For this week’s mix offering, I chose King Arthur Flour’s Strawberries and Cream Scone Mix. There were a couple reasons I chose this mix, one was that I just wanted to try one of their scone mixes, and the other was that I was intrigued with their product called Jammy Bits that were in this mix, that you can also buy separately.
In this particular mix they have the Strawberry Jammy Bits added – and I thought that would be a great way to try them out without buying a whole package in case I didn’t like them! They are a blend of strawberry puree, apple juice, sugar, and pectin. You can add them to any of your baked goods, they even suggest using them in your granola. They have quite a few Jammy Bits flavors, including raspberry, blueberry, apricot, peach and orange. You can find them on their Fruits and Nuts shopping page.
So, on to making the mix! It was super simple, all I added was one egg and one cup of heavy cream. They do have an alternate “recipe” for using butter and milk instead of the heavy cream if you’re interested. I chose to just follow the original ingredient directions of using the heavy cream as both the wet ingredient and the fat. Also, instead of using as scoop to make round scones, I wanted traditional triangle-shaped scones. So, I divided the dough in half, and patted each half (with a little bit of help from some flour for dusting on my hands and on my parchment lined baking sheet) into a about a 3/4 inch thick circle, then cut into 8 triangles. I separated each little triangle from the other slightly and brushed both circles of triangles with heavy cream. On one of the circle of triangles I also sprinkled some King Arthur Sparkling Sugar for decoration, then baked them both (on the same sheet pan) at the prescribed temperature of 400° for about 16 minutes. When they come out of the oven, you let them rest for 5 minutes – then you are free to indulge!
I of course had to sample right away – they smelled so delicious while they were baking! And they did not disappoint whatsoever. They are just as delicious to eat – both my guys absolutely loved them. I knew they must be good when Harry asked for another after he’d eaten his first one! Thank you KAF for another wonderful mix! And if that’s not enough, they have a really cool article on things you can do with scone mixes (any flavor – and they have at least 20 different kinds of scone mixes to play with!). There are “recipes” for using the mix to make pancakes, muffins and even a coffee cake. I do plan on trying one their variations soon!!

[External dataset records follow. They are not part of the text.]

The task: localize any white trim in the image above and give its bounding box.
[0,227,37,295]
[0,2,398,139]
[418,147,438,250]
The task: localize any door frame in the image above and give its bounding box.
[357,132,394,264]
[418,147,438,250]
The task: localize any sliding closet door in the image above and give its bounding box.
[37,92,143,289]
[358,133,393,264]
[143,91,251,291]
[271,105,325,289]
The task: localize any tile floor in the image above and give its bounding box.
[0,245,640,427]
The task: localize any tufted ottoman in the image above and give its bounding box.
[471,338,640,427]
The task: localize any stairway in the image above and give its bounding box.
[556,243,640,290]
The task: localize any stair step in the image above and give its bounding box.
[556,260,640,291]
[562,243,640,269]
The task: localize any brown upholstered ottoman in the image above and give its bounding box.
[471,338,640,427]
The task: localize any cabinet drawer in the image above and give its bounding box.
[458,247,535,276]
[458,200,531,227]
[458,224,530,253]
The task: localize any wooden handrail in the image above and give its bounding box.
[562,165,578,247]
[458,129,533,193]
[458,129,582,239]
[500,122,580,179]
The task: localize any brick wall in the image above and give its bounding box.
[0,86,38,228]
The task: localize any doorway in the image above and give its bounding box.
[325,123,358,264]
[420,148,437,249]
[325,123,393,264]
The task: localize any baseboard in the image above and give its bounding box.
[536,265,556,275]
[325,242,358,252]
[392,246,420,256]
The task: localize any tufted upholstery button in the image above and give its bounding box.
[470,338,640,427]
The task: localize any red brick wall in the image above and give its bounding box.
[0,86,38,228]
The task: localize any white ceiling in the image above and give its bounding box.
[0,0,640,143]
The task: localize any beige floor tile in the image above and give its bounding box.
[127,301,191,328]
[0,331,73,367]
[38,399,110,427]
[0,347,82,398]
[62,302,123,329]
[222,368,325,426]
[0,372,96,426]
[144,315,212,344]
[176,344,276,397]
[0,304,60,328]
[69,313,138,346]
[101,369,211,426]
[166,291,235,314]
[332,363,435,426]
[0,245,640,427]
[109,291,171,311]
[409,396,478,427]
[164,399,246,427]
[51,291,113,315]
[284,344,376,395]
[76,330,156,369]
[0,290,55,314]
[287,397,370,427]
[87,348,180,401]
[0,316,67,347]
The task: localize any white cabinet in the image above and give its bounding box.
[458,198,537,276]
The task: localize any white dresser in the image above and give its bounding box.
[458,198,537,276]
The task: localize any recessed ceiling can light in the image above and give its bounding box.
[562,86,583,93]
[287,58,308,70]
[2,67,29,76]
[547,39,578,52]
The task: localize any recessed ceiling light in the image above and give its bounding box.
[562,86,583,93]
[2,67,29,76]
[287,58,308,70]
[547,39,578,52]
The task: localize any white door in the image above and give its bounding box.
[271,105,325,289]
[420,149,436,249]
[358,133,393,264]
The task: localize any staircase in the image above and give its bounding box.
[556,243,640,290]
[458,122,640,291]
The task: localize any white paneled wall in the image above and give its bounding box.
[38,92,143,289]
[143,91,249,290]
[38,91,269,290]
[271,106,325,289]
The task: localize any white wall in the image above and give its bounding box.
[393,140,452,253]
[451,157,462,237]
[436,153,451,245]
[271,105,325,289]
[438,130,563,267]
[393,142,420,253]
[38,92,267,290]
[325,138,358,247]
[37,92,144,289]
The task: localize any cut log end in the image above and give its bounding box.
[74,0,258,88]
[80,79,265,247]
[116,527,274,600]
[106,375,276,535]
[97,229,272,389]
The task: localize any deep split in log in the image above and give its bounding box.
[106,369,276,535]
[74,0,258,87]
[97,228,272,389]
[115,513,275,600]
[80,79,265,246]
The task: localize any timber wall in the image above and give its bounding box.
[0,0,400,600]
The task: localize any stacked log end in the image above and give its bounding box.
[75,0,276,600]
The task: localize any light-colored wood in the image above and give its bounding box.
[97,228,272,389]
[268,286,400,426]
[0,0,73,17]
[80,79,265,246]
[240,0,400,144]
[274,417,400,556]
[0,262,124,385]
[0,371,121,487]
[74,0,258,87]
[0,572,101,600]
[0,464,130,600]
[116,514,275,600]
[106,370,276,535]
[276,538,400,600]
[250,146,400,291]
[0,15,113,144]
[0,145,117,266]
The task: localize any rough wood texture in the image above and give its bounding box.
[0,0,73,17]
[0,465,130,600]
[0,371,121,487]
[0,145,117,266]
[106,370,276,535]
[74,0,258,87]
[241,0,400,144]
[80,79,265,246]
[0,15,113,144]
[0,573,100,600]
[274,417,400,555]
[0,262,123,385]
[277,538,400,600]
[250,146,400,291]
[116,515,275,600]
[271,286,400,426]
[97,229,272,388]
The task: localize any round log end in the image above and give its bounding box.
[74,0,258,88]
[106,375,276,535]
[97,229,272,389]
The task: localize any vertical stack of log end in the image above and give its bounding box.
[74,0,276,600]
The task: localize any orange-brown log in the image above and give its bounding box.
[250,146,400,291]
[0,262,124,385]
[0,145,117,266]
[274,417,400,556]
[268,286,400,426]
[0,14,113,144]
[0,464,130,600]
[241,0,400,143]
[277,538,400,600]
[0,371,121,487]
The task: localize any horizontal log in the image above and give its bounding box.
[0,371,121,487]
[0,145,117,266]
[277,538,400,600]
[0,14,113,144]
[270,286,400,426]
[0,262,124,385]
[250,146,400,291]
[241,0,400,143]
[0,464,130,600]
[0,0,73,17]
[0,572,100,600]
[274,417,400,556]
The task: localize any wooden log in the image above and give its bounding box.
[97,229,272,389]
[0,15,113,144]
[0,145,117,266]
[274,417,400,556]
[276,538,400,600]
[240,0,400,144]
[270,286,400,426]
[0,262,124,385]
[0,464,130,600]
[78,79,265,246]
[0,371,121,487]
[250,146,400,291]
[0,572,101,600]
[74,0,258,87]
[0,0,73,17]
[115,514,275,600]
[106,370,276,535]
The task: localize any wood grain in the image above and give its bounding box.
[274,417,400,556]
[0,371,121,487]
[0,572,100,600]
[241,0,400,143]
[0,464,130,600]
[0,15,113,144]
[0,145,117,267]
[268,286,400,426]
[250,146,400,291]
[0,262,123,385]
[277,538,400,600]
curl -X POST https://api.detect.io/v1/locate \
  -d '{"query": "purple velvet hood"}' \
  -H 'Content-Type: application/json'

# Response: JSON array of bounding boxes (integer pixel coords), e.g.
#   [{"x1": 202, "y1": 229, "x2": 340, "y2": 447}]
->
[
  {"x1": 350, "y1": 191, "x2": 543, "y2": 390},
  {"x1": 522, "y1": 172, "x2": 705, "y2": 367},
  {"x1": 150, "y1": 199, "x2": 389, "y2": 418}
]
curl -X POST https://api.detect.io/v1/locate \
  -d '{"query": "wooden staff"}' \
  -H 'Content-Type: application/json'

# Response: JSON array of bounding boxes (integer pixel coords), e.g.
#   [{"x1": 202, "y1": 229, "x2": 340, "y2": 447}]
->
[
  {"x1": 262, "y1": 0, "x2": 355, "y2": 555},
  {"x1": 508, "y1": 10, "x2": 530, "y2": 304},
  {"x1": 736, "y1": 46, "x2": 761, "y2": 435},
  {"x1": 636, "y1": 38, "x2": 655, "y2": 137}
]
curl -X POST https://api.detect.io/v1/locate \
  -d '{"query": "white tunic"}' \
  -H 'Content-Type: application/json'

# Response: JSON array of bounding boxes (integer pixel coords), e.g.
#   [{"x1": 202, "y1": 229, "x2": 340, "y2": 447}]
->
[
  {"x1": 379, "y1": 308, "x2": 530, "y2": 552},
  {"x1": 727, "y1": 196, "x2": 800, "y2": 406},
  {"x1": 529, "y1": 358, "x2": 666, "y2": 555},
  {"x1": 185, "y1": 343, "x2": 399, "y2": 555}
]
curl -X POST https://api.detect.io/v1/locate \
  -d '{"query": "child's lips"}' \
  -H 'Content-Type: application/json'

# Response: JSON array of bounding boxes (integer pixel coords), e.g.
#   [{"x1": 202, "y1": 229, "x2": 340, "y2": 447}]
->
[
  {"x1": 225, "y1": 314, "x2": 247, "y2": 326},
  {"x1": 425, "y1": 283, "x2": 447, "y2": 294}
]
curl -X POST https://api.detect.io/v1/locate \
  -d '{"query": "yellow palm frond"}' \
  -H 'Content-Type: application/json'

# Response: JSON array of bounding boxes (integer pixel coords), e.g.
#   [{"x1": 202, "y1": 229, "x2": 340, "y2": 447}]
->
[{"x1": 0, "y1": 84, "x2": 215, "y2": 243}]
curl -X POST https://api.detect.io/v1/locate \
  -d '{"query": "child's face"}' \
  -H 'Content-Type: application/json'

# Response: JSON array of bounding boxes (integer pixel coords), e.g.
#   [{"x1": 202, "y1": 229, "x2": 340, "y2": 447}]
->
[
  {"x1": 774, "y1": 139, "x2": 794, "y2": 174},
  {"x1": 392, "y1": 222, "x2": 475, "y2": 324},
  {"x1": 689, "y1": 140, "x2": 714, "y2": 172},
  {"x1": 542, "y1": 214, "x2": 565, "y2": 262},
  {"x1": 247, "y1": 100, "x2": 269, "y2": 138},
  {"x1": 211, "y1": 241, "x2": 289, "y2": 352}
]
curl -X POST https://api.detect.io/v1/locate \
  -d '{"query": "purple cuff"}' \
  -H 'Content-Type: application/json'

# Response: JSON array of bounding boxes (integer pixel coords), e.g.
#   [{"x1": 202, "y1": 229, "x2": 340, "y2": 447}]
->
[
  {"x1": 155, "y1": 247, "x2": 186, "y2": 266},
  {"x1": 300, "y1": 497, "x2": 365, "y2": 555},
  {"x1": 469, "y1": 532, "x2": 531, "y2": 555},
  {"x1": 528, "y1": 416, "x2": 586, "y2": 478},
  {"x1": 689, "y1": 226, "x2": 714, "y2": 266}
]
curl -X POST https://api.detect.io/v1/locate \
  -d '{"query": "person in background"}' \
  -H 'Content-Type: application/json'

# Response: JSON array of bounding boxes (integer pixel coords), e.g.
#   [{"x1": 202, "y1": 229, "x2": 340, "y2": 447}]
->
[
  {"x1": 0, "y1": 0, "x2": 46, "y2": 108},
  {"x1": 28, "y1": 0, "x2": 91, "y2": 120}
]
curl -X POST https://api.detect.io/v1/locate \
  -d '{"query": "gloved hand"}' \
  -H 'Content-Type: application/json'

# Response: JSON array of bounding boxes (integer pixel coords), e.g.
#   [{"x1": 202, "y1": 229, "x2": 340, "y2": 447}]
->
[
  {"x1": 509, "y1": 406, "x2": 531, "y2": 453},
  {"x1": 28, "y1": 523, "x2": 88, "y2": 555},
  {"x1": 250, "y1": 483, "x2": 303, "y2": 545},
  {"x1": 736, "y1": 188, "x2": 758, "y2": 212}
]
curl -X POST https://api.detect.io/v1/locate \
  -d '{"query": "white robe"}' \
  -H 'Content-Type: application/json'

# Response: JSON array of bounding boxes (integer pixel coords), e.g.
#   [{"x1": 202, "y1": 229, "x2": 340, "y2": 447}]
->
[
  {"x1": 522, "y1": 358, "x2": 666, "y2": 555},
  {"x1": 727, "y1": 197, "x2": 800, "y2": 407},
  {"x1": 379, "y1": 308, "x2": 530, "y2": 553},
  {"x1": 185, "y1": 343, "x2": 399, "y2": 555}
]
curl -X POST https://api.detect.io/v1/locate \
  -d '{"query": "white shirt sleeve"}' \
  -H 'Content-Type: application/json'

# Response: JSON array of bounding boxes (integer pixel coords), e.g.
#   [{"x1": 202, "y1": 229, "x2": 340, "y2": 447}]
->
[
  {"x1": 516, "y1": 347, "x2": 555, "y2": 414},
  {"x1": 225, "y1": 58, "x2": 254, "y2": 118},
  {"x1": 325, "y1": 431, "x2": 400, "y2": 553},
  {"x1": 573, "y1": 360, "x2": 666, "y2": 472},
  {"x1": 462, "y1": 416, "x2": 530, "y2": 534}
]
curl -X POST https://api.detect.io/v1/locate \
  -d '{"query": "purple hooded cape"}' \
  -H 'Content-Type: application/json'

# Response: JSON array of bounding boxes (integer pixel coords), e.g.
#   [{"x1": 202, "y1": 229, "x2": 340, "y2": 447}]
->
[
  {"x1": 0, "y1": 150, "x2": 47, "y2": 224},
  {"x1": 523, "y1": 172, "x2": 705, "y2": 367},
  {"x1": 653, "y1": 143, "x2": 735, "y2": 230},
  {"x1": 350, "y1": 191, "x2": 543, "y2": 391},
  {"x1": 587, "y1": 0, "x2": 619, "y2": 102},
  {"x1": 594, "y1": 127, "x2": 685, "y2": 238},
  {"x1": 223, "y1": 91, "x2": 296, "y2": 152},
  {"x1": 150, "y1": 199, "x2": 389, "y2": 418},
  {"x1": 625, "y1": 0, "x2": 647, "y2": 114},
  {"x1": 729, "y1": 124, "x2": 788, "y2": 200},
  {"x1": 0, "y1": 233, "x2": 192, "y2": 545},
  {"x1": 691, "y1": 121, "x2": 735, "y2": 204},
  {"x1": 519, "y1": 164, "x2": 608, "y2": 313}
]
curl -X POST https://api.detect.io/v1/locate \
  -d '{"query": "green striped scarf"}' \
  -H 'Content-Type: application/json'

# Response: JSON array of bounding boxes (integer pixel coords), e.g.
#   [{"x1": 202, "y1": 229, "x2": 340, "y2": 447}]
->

Back at the beginning of the year, I made crumpets for one of our Friday posts. I could not find all of my crumpet rings at that point, so I had to order new ones. King Arthur had a “deal” where you got a box of English Muffins Mix with the rings; as one who always falls for a deal, I said what the heck and I ordered the mix with the rings. This week, I decided that it was finally time to give that mix a try.
English Muffins are one of my favorite breads. I enjoy them for breakfast with butter and jelly or as part of a breakfast sandwich with egg and cheese. In my mind however, English Muffins are not just a breakfast bread. I also use them for my lunch sandwiches as well – PB&J, egg salad, cheese…you name it; they are all delicios on an English muffin! That said, I have high expectations for my English muffins.
The King Arthur English Muffin Mix comes with a bag of dry ingredients and a packet of yeast. You provide an egg, three tablespoons of melted butter, 1 3/4 cups of water, and optional semolina flour. All of the ingredients, with the exception of the semolina flour, are combined and mixed for 6-8 minutes. (I used the dough hook on my KitchenAid mixer.) The final consistency is somewhere in between that of batter and tht of bread dough, sticky but not drippy. The dough then rises for about 90 minutes.
After ninety minutes, the dough had doubled and was ready for cooking.
The English Muffins are cooked in rings in a skillet on the stovetop. The burner temperature is set to medium low. Grease your muffin rings. I ran a bit of butter around the insides. They are then placed on the heated skillet. The skillet surface inside the rings is then dusted with semolina flour before being filled with 1/3 cup of dough. The dough is sticky and does not spread when dropped on the skillet. I used the back of a soup spoon coated with cooking spray to spread the dough evenly in the rings. The muffins cook until they are set on the sides and are golden brown. The rings are the removed (Simple kitchen tongs will do the trick here.) and the muffins turned to cook on the second side. The cook time is approximately six minutes on each side. The trick here is to set your temperature accurately so that the muffins cook all the way through, but aren’t overcooked on the outside. I have a gas stove and I cooked mine on almost the lowest setting. This worked. I did not end up with gooey centers! 🙂 I know this because everyone in my family was waiting impatiently to “taste test” the final product as soon as they were removed from the skillet. In an ideal world, the muffins should cool for a bit on a rack before serving.
The box says that the mix makes twelve muffins. I got eleven. I think I may have given a few of my muffins a little more than 1/3 of a cup of dough.
Making these English muffins is super easy and, with the exception of the time for rising, they really take very little time. What a nice treat homemade English muffins are for breakfast on any day. Threre’s no need to wait for a special occasion!